Depuis son génial 'glimmer' de 2012, Michal Jacaszek a bougé les pions sur le grand échiquier du field recording.
En 2014, il a lancé une trilogie chez Touch dédié à la nature. J'ai été embarqué par le nom très poétique du premier disque de la série. Excusez du peu : 'catalogue des arbres' (Touch TO:94). Bruissements, vents, gouttes, un piano sombre trafiqué façon synthé en arrière plan où des bribes d'électroniques viennent accompagner et s'immiscer dans la danse éternelle du son des arbres. Pause toi, imagine, on se laisse aller à la poésie justement. Un instant dans le temps et un regard de drone attendri par tant de simplicité.
Pas évident de rendre encore plus belle la nature avec autant de technologie.
Le deuxième disque est une ode à MESSIAEN et son fameux 'Catalogue des Oiseaux' enregistré en Afrique du Sud dans la province du 'gardiena' qui a donné son nom à l'album. Les enregistrements d'insectes, d'oiseaux, de grenouilles (etc... ) sont issus d'une résidence organisée par Francisco López en 2019. J'ai pensé ici aux travaux du poitevin Thomas TILLY lorsqu'il s'aventure en pleine jungle guyanaise surtout dans ces passages de grouillements et de grésillements d'insectes.
JACASZEK crée un disque de stridences aux tons noirs voulant pointer la disparition des oiseaux, acte militant et surtout acte de création profonde où des voix lointaines viennent réveiller les vivants. Un disque qui frise les oreilles, celles qui entendent précisément les soubresauts même sous acouphènes d'animaux imaginaires morts désarticulés à cause d'une activité humaine nuisible et délétère.

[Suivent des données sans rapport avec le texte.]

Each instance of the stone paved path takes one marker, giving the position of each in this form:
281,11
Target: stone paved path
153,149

L'homme est un loup pour l'homme, c'est animal...
'Idylla' sonne comme un requiem. La mort est actée, il faut célébrer la vie. Il n'est jamais trop tard. La stridence et la violence latente des précédents disques laissent place à l'espace du souvenir. Les drones sont plus présents, les silences aussi, le rythme s'absente, le recueillement en ligne de mire. Il y a un souffle que j'aime dans ce disque, des voix s'entremêlent encore, des stridences aussi mais petit à petit le silence gagne du terrain, les notes de piano aiguës un peu étouffées et présentes sur tous les disques reviennent poser la vie. Enfin surtout la mort et la nostalgie en fait.
Les notes graves s'étalent maintenant plus tranquillement, plus distinctement, le rythme s'apaise, les voix étranges s'estompent, les nappes s'échappent et le temps s'allonge puis passe dans un profond dernier souffle, le piano s'éteint et puis se tait.
JACASZEK signe une trilogie noire et passionnante dans l'espace électronique et expérimental.